Hector Flores

Posted on Jun 11 • Edited on Jun 16 • Originally published at htek.dev

I Replaced Playwright With Raw CDP

#ai #devex #testing #automation

The Agent Made a Better Call Than I Would Have

I was building a responsive design testing pipeline for a client project. The goal was simple: capture screenshots of every page section at 11 viewport sizes, feed them to an AI vision model, get a structured report of what's broken.

I handed the task to an agent and expected Playwright. It's the obvious choice — well-documented, clean API, every tutorial defaults to it. The agent had a different idea.

It reached for raw Chrome DevTools Protocol over WebSocket. No Playwright, no Puppeteer — just JSON-RPC messages sent directly to Chrome. When I dug into why, the answer was immediate: Playwright was failing to resize the browser window correctly at certain viewport dimensions. Direct Emulation.setDeviceMetricsOverride via CDP handled it cleanly. No abstraction layer fighting against you. Just a direct instruction to the browser.

I kept it.

That wasn't even the interesting part. What the agent built next — the approach it invented for getting AI to analyze multiple screenshots — turned out to be a general pattern I hadn't encountered before. I've started calling it compaction.

The Responsive Testing Problem

Manual responsive testing is one of those things that sounds manageable until you try to do it systematically. Eleven viewport sizes across a multi-section page with a password gate. That's potentially hundreds of screenshots. Reviewing them by hand isn't a workflow; it's a punishment.

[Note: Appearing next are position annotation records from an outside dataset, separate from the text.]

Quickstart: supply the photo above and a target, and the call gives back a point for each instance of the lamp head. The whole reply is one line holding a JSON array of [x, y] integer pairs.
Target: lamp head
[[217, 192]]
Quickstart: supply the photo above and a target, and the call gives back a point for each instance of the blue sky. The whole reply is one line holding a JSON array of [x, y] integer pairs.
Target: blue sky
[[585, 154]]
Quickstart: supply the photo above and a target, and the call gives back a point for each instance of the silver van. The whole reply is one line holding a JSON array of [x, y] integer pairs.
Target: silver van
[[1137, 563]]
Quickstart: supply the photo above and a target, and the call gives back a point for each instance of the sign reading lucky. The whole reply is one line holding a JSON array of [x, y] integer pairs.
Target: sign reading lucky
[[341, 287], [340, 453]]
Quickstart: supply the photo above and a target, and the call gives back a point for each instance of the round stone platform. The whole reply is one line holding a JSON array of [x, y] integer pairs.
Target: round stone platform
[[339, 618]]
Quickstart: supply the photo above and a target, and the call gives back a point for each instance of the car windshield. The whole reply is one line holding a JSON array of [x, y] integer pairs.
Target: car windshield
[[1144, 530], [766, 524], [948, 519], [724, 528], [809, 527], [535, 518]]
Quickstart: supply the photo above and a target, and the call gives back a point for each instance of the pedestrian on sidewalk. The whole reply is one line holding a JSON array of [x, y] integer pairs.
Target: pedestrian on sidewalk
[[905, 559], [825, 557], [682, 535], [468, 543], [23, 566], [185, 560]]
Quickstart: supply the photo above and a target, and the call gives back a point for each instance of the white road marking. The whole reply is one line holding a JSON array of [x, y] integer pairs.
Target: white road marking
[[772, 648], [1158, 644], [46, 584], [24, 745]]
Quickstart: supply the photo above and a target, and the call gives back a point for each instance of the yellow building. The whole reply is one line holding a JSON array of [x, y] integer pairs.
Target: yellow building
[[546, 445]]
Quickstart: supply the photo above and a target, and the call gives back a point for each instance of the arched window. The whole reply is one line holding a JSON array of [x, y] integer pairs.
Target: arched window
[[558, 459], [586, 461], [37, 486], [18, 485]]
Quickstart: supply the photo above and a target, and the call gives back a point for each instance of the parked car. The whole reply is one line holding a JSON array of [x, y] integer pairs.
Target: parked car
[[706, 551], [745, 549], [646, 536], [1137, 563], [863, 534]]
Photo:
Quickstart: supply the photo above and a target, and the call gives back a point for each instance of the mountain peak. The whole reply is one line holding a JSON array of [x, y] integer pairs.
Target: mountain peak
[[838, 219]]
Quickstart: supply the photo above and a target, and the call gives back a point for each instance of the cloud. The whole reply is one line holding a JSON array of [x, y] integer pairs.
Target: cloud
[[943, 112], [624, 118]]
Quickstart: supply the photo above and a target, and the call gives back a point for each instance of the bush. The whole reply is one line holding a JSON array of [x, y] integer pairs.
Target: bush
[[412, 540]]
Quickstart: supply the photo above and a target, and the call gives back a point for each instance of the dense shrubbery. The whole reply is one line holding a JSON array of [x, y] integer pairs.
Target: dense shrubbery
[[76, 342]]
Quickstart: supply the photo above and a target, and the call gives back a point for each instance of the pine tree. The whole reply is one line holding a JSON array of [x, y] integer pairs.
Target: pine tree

You could automate the comparison with perceptual diff tools like Chromatic or Percy, but those require baseline screenshots and tell you that something changed — not whether the layout is actually correct. A broken layout you've never seen before passes as "no regression."

What I wanted was something different: an AI that could look at a layout and say "this section is cropped at 390px, that column collapses wrong at 768px, this text is illegible on ultrawide." Natural language, structural, semantic feedback — not a pixel diff.

The challenge was getting that feedback efficiently.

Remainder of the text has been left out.